ちなみに筆者としては自衛隊はSCARはともかくHK416は採用はないと別の理由で確信してました。理由は簡単なとこで特殊部隊が使ってるからです。wikiyoutubeでいくつかの国の特殊部隊の装備をみていただけると分かるのですが、一般部隊とは違う銃を使います。もちろん、イギリスのような特殊例を除けば特殊部隊も制式採用のものも使いますが一般向けと特殊向けが同一のもので統一されることは結構少ないです。もっともフランス軍は違っちゃいましたが、なんだかんだで細かい仕様は違ったはずです。前述の通りに自衛隊の特殊部隊はHK416を使用してるので限りなく低いと判断したわけです。もっとも過去の例から国産になるとは思いましたが…

 

最近の防衛産業関係では出来レースや腐敗を指摘されることがあります。今回も外国製であったことに対して不満が出ています。その一例としてはレイルシステムを未だに4面で採用されている点です。M-LOKやKey-Modのような部分、部分のみにレイルをつけられる仕組みがトレンドになっている訳です。

確かに特殊部隊や一部部隊向けでは利用が始まっているのですが制式に利用しているケースは少なく、これはSCARやHK416も初期状態では付属していません。もっとも、自衛隊のそれよりはレイルがコンパクトだったりと豊和の最新の意匠は長すぎるようにもみえます。また、過去の意匠を見るとM-LOKに近いシステムをつけているデザインも存在し、現在見れる一番新しい意匠を見るとレイルの前後にねじが存在するのでレイルシステムは取り外しができる可能性もあります。ここら辺は実物を見ない限りは未知数だと思われます。どのみち海外製を採用したところで官品にM-LOKが来るかは怪しいです。

また、値段に関しては令和2年度予算では3283丁を10億円で調達し、一丁あたりおよそ30万円程と他の候補より高いと言ったこともないです。

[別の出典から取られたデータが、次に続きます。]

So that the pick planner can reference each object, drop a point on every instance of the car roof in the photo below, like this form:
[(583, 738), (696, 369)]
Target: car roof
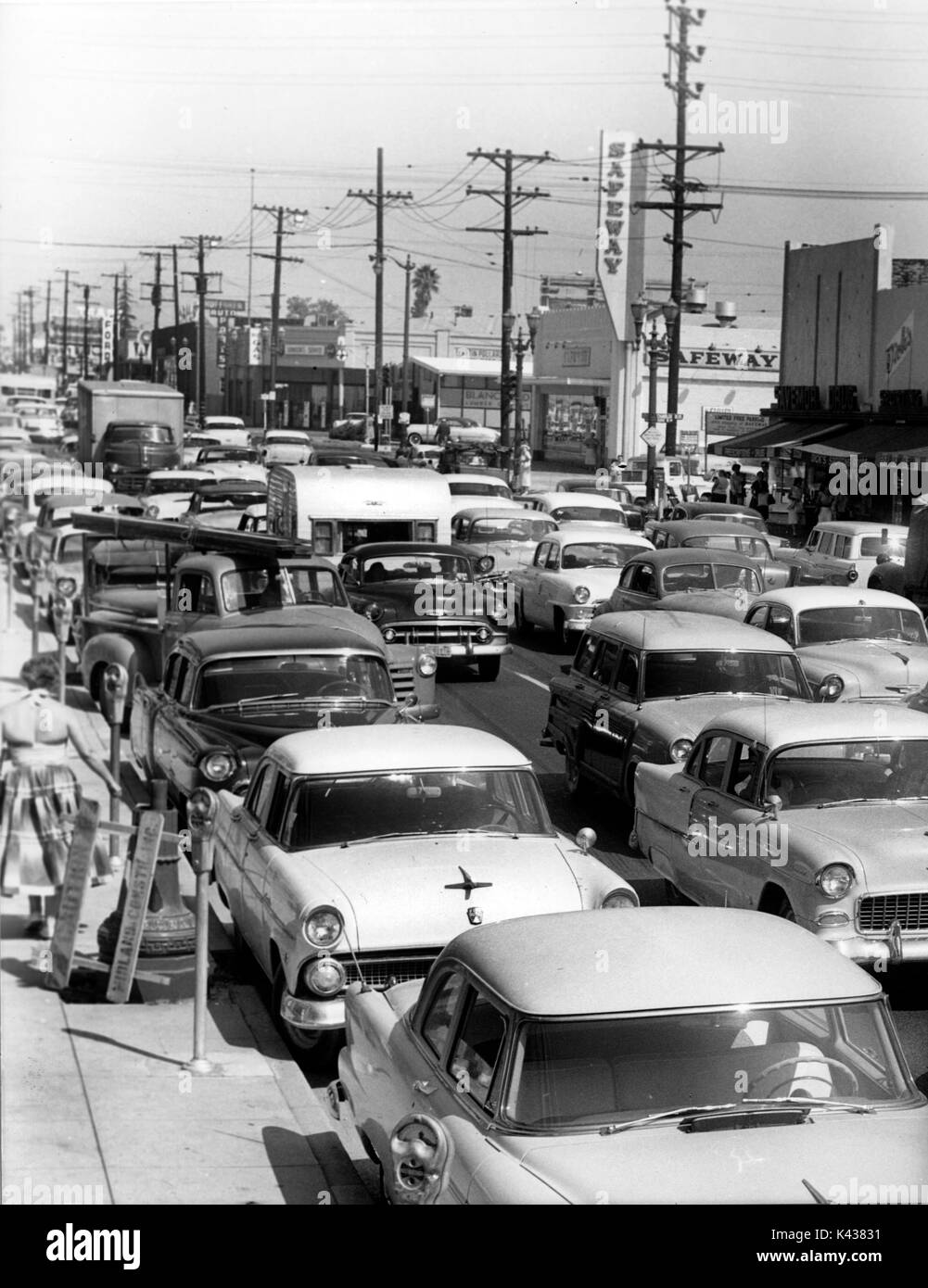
[(659, 960), (319, 629), (667, 629), (782, 726), (683, 528), (393, 749), (697, 554), (577, 534), (799, 598)]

あとは新型の6,8mm弾薬を米軍がトライヤルしているので間が悪いと言った意見です。これは過去でもあった出来事で64式小銃採用の年にM14は生産が中止され、1967年にM16が制式化されました。

これだけ見れば日本だけ遅れているように見えますが、64式小銃の生産開始と同時期にドイツはG3小銃の生産をはじめドイツは後継のG36の採用を96年までしてない訳です。またブルパップで有名なステアーライフルなどもM16の制式化の10年後になってから登場してます。というのも、M16に使われている5.56mm弾がNATO規格になるまで数年の時間差が存在していたためです。

結果的に米軍と同じ規格にはなりましたが規格化されるのか、それとも時代の徒花に消えるか分からない部分があり一概にすぐ新型弾薬対応銃にしないとならない理由もない訳です。実のところ、今回のトライヤルに参加していた銃は全て拡張性を一定以上考慮されたもので新型の弾薬に対応する準備は自衛隊はしていると見てもおかしくないと思われます。いづれにせよ、フランス、ドイツといったNATOに帰属する国々もほぼ同時期に新型小銃を導入しているので日本が間が悪い、時代遅れという訳ではない訳です

 

今回の自動小銃の決定での不満は一定数持っている方はいられるかもしれないですが、できることであれば冷静な議論を行い、ただの誹謗中傷合戦にならないことを祈りたいところで今回の話を終わらせたいと思います。